Adam Smith is often read as Henderson reads him, as justifying totally free, totally unregulated markets. Smith did argue for loosening regulations and letting the markets work. But he was not for totally unregulated markets. The invisible hand sometimes needs to be restrained. He also thought markets do and should exist within networks of cultural and social norms. Some restraints should come from shared values, and not necessarily from formal regulation. Nowadays America seems to worship the free market as a sort of abstract concept. The formula seems to be that the more money you make, the more good you must be doing. That isn’t Adam Smith; it’s Gordon Gekko.

It is often said that what we should give the poor is “not a hand out but rather a hand up”. If we’re serious about the “hand up” thing lets properly support public schools, provide healthcare for everyone, make college a lot cheaper, invest more in infrastructure (eg: public transportation to make it easier in urban areas to live without a car), provide subsidized childcare and early childhood education for low income people, etc. Those sorts of things would make it easier for low income people to advance, and in advancing, to benefit society by paying taxes, starting businesses, creating jobs, creating new products, etc. As the artist Banksy said in one of his street art pieces, what if the cure for cancer is stuck in the head of some kid who can’t afford to go to college? Or what if a great way to combat climate change is in the head of someone who dies prematurely because they can’t afford insulin?

If the wealthy pay a much higher marginal rate on very high incomes, and if there is a substantial estate tax, then we can afford at least some of these kinds of things.

On the other hand, if the wealthy do not pay more in taxes, and if the estate tax is very low or non-existent, if companies continue to pay CEOs hundreds of times what other employees make, then we eventually get a ruling aristocracy that can afford to buy elections, a growing population of poor people with menial jobs that pay squat, and a shrinking middle class in between. Markets shrink (which hurts businesses), innovation suffers, and the world is a nastier place.

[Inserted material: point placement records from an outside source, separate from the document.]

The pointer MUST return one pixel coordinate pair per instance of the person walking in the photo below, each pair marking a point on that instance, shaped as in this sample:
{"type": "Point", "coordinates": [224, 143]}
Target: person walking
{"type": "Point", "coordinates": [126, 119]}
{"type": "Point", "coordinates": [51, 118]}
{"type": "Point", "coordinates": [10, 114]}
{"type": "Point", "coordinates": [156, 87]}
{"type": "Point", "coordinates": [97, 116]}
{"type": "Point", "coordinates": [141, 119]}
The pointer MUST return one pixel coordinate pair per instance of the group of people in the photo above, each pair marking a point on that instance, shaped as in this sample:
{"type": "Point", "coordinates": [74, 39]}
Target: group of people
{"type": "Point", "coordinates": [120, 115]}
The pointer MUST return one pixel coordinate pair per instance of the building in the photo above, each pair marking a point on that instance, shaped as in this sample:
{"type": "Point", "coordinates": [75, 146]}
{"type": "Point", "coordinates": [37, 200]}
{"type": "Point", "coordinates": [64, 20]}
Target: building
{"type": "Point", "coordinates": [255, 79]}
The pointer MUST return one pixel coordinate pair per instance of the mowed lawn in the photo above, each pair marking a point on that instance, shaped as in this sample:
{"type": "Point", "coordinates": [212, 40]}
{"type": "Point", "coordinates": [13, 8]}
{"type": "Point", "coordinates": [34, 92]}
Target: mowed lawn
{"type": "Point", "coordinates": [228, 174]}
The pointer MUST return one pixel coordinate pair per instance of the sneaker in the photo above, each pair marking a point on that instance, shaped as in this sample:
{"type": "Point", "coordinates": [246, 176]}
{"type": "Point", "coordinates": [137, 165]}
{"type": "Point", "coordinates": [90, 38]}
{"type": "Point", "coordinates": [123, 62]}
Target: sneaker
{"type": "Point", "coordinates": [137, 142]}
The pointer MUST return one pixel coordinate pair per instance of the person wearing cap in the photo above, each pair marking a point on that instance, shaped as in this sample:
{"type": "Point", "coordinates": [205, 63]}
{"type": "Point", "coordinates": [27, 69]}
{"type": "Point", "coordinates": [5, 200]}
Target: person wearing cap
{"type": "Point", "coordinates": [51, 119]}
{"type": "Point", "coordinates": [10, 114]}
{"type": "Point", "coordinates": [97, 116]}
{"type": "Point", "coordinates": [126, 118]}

If some of the very wealthy, like Bill Gates and Warren Buffet, use a large part of their fortunes to try to advance the public good, that’s great, and they are to be commended for their efforts. But I’d rather have a much more progressive income tax, an estate tax, a decent safety net, more widespread social mobility, a healthier and therefore happier and more productive nation, and a functioning democracy, than low prices at Walmart and a few benevolent billionaires. 

And I should think that the possibility of earning, let’s say a hundred million or so, ought to be enough motivation to spur innovation.